Sunday, June 15, 2014

IMF's most overvalued housing markets around the world

Era of Benign Neglect of House Price Booms is Over

Theory asserts that house prices, rents, and incomes should move in tandem over the long run. If house prices and rents get way out of line, people would switch between buying and renting, eventually bringing the two in alignment. Similarly, in the long run, the price of houses cannot stray too far from people’s ability to afford them––that is, from their income. The ratios of house prices to rents and incomes are thus often used as an initial check on whether house prices are out of line with economic fundamentals. 

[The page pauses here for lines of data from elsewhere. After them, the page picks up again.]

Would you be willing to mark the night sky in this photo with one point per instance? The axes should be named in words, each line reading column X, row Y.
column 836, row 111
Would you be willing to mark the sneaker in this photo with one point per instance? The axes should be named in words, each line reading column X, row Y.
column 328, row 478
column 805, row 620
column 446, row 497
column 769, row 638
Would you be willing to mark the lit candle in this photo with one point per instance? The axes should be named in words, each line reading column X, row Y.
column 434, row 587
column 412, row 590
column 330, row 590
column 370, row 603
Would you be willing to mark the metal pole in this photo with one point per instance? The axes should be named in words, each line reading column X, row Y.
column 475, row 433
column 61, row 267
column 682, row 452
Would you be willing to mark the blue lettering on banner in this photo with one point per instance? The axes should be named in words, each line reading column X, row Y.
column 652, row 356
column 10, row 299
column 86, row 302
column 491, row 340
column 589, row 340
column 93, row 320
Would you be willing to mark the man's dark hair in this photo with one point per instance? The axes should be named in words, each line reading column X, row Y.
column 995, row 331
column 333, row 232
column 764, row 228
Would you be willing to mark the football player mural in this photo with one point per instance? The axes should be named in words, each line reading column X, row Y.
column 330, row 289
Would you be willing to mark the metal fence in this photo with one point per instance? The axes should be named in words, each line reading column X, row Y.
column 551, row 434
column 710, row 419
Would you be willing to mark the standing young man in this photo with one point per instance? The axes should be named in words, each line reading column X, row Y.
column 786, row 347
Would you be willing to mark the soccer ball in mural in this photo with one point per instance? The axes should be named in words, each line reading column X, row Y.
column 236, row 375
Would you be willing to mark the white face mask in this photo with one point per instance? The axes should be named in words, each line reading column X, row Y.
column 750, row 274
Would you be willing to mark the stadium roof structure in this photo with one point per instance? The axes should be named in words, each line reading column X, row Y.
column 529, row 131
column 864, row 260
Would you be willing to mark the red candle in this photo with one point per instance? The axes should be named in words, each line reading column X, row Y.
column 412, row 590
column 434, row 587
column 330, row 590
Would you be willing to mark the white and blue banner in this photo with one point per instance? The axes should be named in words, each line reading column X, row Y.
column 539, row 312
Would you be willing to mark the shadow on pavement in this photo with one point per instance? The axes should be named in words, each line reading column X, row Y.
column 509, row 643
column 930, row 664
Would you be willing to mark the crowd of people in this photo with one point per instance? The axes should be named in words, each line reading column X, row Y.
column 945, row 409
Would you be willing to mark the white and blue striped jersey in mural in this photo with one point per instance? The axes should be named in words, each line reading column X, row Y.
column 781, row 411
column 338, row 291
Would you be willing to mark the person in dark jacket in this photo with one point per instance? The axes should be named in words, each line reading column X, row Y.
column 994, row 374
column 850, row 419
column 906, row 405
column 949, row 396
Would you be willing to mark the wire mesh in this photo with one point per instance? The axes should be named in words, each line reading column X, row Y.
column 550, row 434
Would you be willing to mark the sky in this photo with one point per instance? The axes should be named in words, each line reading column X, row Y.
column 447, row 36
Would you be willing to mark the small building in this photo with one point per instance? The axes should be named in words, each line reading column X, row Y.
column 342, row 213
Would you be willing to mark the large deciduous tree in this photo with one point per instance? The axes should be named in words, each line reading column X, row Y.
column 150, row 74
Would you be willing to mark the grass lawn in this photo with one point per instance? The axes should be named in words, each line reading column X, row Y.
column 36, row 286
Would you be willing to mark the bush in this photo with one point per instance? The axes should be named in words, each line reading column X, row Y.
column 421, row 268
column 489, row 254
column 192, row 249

Hence we also need macroprudential policies aimed at increasing the resilience of the system as a whole. The main macroprudential tools used to contain housing booms are limits on loan-to-value (LTV) ratios and debt-to-income (DTI) ratios and sectoral capital requirements (Figure 4). Hong Kong SAR has imposed caps on loan-to-value and debt-to-income ratios since 1990s, Korea since 2000s, and during and after the global financial crisis, over 20 advanced and emerging economies have followed their example.
Another macroprudential tool is to impose stricter capital requirements on loans to a specific sector such as real estate. This forces banks to hold more capital against these loans, discouraging heavy exposure to the sector. In many advanced economies—Ireland, Norway, and Spain— and emerging market economies— Estonia, Peru, and Thailand— capital adequacy risk weights were increased on mortgage loans with high loan to value ratios.

IMF have posted several graphs. (Yes, they let a graphic artist go a bit wild with them…)

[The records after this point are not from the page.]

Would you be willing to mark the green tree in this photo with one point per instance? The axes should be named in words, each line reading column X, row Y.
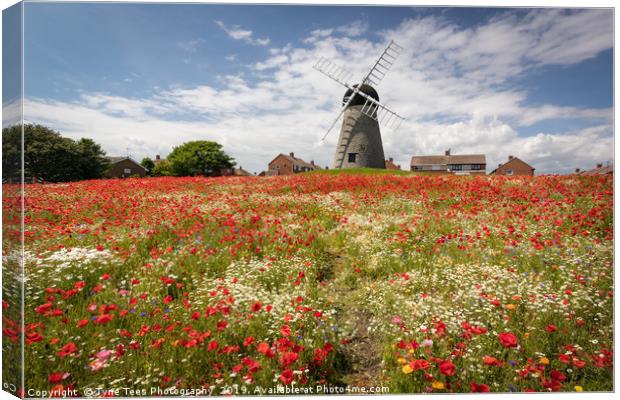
column 199, row 157
column 148, row 165
column 162, row 168
column 93, row 161
column 12, row 152
column 50, row 156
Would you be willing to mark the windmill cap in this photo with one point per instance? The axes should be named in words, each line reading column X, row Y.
column 359, row 100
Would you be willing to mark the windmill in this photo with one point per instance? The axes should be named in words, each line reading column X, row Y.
column 359, row 144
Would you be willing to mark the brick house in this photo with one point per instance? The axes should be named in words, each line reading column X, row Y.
column 465, row 164
column 124, row 167
column 599, row 170
column 514, row 167
column 288, row 165
column 389, row 164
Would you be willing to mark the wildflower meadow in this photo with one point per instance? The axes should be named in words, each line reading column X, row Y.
column 409, row 283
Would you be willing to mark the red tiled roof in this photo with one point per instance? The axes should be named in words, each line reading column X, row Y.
column 447, row 160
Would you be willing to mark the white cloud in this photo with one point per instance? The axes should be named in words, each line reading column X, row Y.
column 451, row 83
column 238, row 33
column 353, row 29
column 191, row 46
column 11, row 113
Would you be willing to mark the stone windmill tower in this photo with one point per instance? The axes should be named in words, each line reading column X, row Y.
column 359, row 144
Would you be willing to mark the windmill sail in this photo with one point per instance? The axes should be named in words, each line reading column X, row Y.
column 383, row 64
column 333, row 71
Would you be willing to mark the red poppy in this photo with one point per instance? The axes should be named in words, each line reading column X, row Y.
column 285, row 330
column 447, row 368
column 287, row 376
column 479, row 388
column 508, row 339
column 420, row 364
column 67, row 349
column 256, row 306
column 551, row 328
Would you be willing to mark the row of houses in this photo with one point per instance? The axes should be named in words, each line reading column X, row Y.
column 290, row 164
column 468, row 164
column 283, row 164
column 125, row 167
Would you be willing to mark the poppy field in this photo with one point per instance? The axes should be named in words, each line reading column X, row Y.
column 327, row 283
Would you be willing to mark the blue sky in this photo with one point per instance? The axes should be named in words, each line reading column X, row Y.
column 535, row 82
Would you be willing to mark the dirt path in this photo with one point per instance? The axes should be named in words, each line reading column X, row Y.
column 363, row 353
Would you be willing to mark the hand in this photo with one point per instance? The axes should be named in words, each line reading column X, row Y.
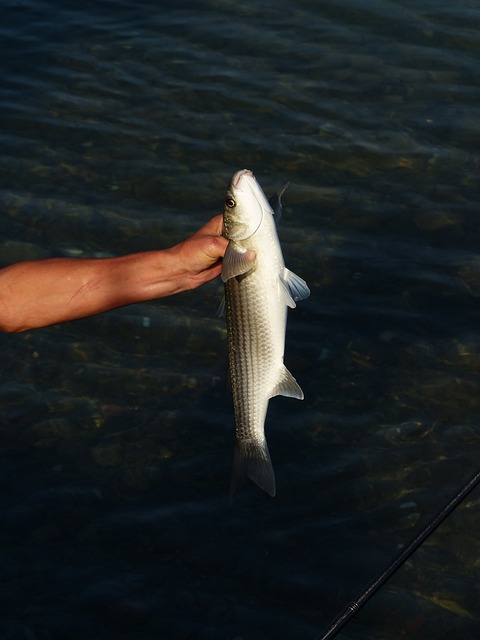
column 200, row 256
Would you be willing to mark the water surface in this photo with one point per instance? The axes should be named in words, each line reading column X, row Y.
column 121, row 126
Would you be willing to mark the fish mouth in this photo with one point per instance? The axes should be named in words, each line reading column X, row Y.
column 237, row 178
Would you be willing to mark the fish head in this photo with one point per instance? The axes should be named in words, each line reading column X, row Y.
column 245, row 206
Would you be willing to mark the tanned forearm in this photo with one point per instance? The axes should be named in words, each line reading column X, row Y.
column 44, row 292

According to the blog, Belgium is an exception to being in trouble, despite the higher than average price to income and rent. That leaves Canada as the most troubled country on both measures with New Zealand and Australia not far behind. Also flirting with a worrisome bubble are France, UK, Sweden, Norway.

IMF have also launched a new site to pull together all their data on world housing markets.